HMS Warror at Llanion on the River Cleddau in west Wales

It was nothing short of criminal, however, to allow such an historic and important vessel to simply rot away. And in 1968 no less a person than the Duke of Edinburgh - himself a navy man - chaired a meeting to discuss the possibility of restoring this once proud ship to her former glory. The Maritime Trust was founded and negotiations continued right through the 1970s. Finally, however, an agreement was reached.

In August 1979 the Warrior was towed away down Milford Haven and brought around the coast to Hartlepool where she was moored in the Coal Dock and an £8 million pound restoration project was begun. It took eight years, one of the toughest jobs being to remove the concrete from her upper deck, but at last the task was complete.

In June 1987 the Warrior was taken to Portsmouth and opened to the public. Along with Nelson's Victory she now holds pride of place in the historic dockyard. And most visitors do not know that for 50 years this wonderful old ship lay as a derelict hulk on a backwater in west Wales.

You can visit HMS Warrior at Portsmouth's Historic Dockyard. See the HMS Warrior website for more information.


  • Comment number 1.

    “They sailed their boats past her, fished alongside her…” Now that rings a loud bell Phil. In the late ‘50s – early ‘60s I must have passed the Warrior when she was at Llanion hundreds of times, and fished alongside her on many occasions. There was a convenient ‘lug’ on her hull on the side nearest the shore on her port quarter, which a rope could be hitched to, then drop down alongside her on an ebb tide with an old coat as a fender and drop the fishing lines down beneath her hull. Allsorts would be caught – bass, mackerel, pollack, gullock (S. Pembs dialect for pouting) and herrings. Then home and hand them round the neighbours for which I would often get a few shillings which went in the ‘rabbit and fish money box.’
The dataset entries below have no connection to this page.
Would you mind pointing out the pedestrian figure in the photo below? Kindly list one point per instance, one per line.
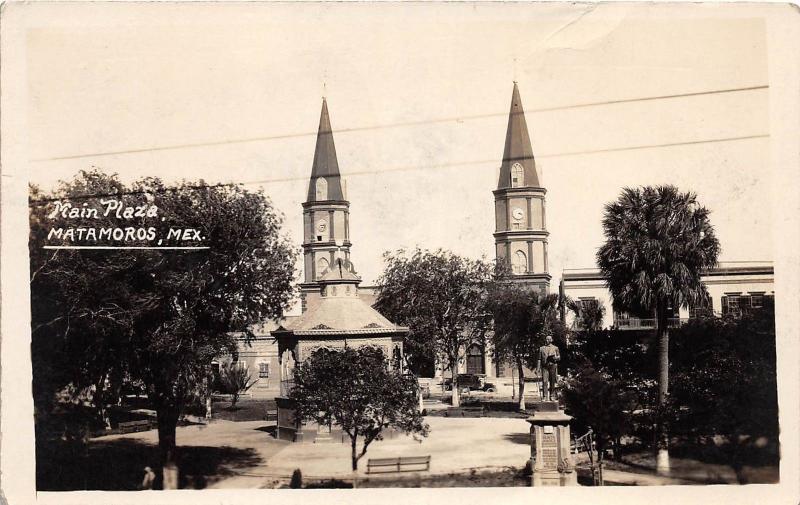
(149, 478)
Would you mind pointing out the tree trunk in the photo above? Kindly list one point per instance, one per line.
(168, 413)
(662, 331)
(456, 399)
(521, 379)
(354, 453)
(421, 399)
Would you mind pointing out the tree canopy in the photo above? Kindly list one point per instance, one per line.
(152, 315)
(658, 242)
(441, 297)
(355, 389)
(522, 317)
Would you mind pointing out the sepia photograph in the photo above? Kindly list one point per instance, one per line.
(430, 245)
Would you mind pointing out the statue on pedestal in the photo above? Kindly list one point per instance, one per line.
(547, 366)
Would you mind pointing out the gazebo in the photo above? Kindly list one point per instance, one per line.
(340, 319)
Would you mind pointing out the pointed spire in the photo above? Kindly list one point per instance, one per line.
(325, 163)
(518, 147)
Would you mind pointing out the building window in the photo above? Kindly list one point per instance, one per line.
(703, 308)
(322, 267)
(519, 263)
(517, 176)
(475, 363)
(321, 189)
(731, 303)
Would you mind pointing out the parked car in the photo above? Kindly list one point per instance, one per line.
(470, 382)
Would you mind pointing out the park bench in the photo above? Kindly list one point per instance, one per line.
(474, 411)
(406, 464)
(134, 426)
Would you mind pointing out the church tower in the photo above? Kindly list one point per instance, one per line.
(326, 215)
(519, 201)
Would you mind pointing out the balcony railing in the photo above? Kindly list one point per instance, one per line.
(635, 323)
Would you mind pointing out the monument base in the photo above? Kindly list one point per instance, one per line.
(551, 457)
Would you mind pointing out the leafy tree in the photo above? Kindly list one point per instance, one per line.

    “….Warrior was taken to Portsmouth and opened to the public.” Fast forward to 2001 and both my daughters have pitched ashore in Portsmouth. So what an opportunity when visiting them, to visit the Warrior now restored to her former glory. I must have been over her 5 or 6 times by now. Wonderful, and I would recommend to anyone interested in ships and the sea to visit her. And good photos of her can be had from the top of the Spinnaker Tower in Portsmouth – as you have seen Phil.

  • Comment number 2.

    Like you, Rog, I often fished alongside the old Warrior. My favourite memory, however, is of being asked, by the watchman, to come aboard and look around. I don't think I realised what a significant ship this really was - all naval vessels for the next hundred years after her launch were influenced by the Warrior. And interestingly - like the Dreadnought that came forty or fifty years after her (another revolutionary ship) she never fired her guns in anger!

  • Comment number 3.

    Sadly, I never got asked aboard Phil. How good that she was saved from the scrapyard and what a shame we have not saved some more of our maritime heritage - say a 'Queen Elizabeth' class battleship from WW1 and an 'Indomitable' Carrier from WW2, and many others besides.

    You mentioned the concrete on the upper deck of Warrior Phil. That was done in the dry dock at Milford where they used to take Warrior for a ‘refit’ now and again. It was a tight squeeze to get her through the lock gates into Milford Docks by all account. I knew a guy who worked on the job of concreting the upper deck and he told me that they stripped the original teak deck off first and decided to burn it! Sacrilege! Apparently it took 2 weeks to burn. When they restored Warrior in Hartlepool they put a pitch pine deck on her, but it wasn’t old growth ‘Dockyard’ pitch pine but plantation grown and it started to rot. The last time I was on board her they were in the process of re-laying her upper deck with Teak. Her ‘tween decks are still the original teak, as is the backing to the iron hull. It’s fascinating to see how well it has lasted.